Since leaving Fulham, Baba’s career path has certainly not been predictable. He had short stints with Birmingham City and Macclesfield Town, for whom he made his senior debut, before spending the second half of the 2018 season in the League of Ireland with Waterford.

He returned home last month to sign for Finn Harps, having spent four years in Germany — an experience he describes as “enjoyable” — with Lupo-Martini, Fortuna Koln, and KFC Uerdingen.

Of late, Baba has been playing regularly for a Finn Harps team who have experienced a somewhat inconsistent start to the season though Friday night’s 1-0 win away to Wexford saw them move up to sixth in the First Division table.

dave-rogers Baba recently linked up with former Shelbourne star and current Finn Harps manager Dave Rogers, pictured above during his playing days. Andrew Paton / INPHO Andrew Paton / INPHO / INPHO

The player has so far tended to not stick around at any one club for a prolonged period but hopes he has finally found more of a permanent place of residence in Ballybofey.

“Coming to Finn Harps, I was like: ‘I’m going to give myself the best opportunity to perform best for as long as I can.’ And that has not changed from the first minute I walked through the door and I spoke to Dave [Rogers], I was like: ‘Look, I’m here to perform, I want to play. I want to be able to give my best for the football club. If that goes on as long as possible, then why not? Because at the end of the day, football is all about performance. And if you can perform and give the best of yourself to the max of your ability, having a home is always important.

“If I can help this football club for as long as possible, then that’d be very good for me.”

Moreover, a big reason why Baba opted to join Finn Harps is the manager Rogers, the English-born ex-Shelbourne star who he singles out for special praise and whose coaching career has previously encompassed stints in the USA, India, and Liverpool’s academy.

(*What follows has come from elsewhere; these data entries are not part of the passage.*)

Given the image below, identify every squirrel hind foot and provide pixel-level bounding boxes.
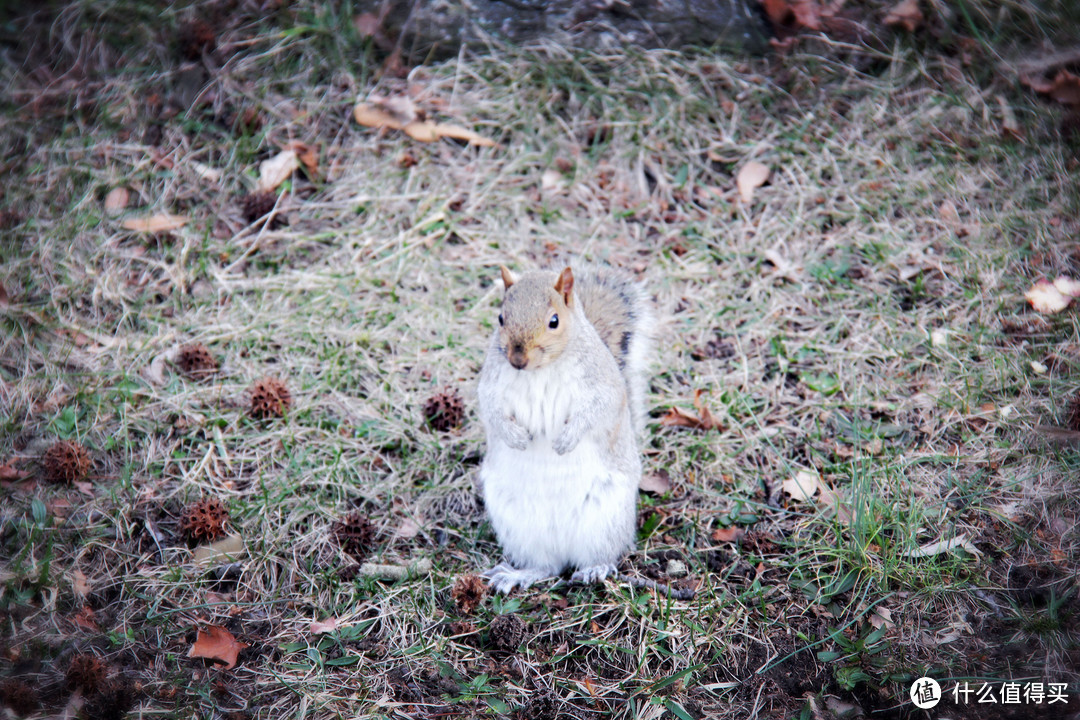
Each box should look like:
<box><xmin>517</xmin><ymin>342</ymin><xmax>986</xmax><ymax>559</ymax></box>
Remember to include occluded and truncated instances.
<box><xmin>481</xmin><ymin>562</ymin><xmax>552</xmax><ymax>595</ymax></box>
<box><xmin>570</xmin><ymin>562</ymin><xmax>618</xmax><ymax>585</ymax></box>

“I’ve only worked with him for a couple of weeks now, but you can see that he’s a people person,” Baba explains.

“In football, you know what it’s like, you don’t find a lot of them around, but you can see that he cares, not only about the football side of things but genuinely cares about your progress, cares about the way you do things, the way you are building things forward.

“Because he is a real family man himself, it gives you a different aspect, it gives you something different to look at, not just on the football side, but outside. He genuinely cares about the way you carry yourself, the way you move on with your life, what type of human being you are, and it links in to develop the right mindset to enable you to perform.”

Bonding with the people around him who he loves and cares for is a big reason Baba started playing football in the first place and it is also why he remains determined to experience a long career in the sport despite all the setbacks he has encountered in recent years.

“Sometimes you do go through those moments where you feel like: ‘Okay, what am I chasing this for? I should maybe just go back and do something different.’ But then you look at the people around you, the people that helped you before, the people that are around you now, you look at yourself personally.

“I always believe that this is a talent that God gave me, to be able to enjoy my life.

“So if I turned my back on God-given talent right now, what am I going to do? It’s not like I don’t have other options or something else to do.

“But this is the talent he has given me. If I can still run, if I can still do all of these things I know that I can do to play, why not just continue to be persistent and give my best every day to be able to continue doing it?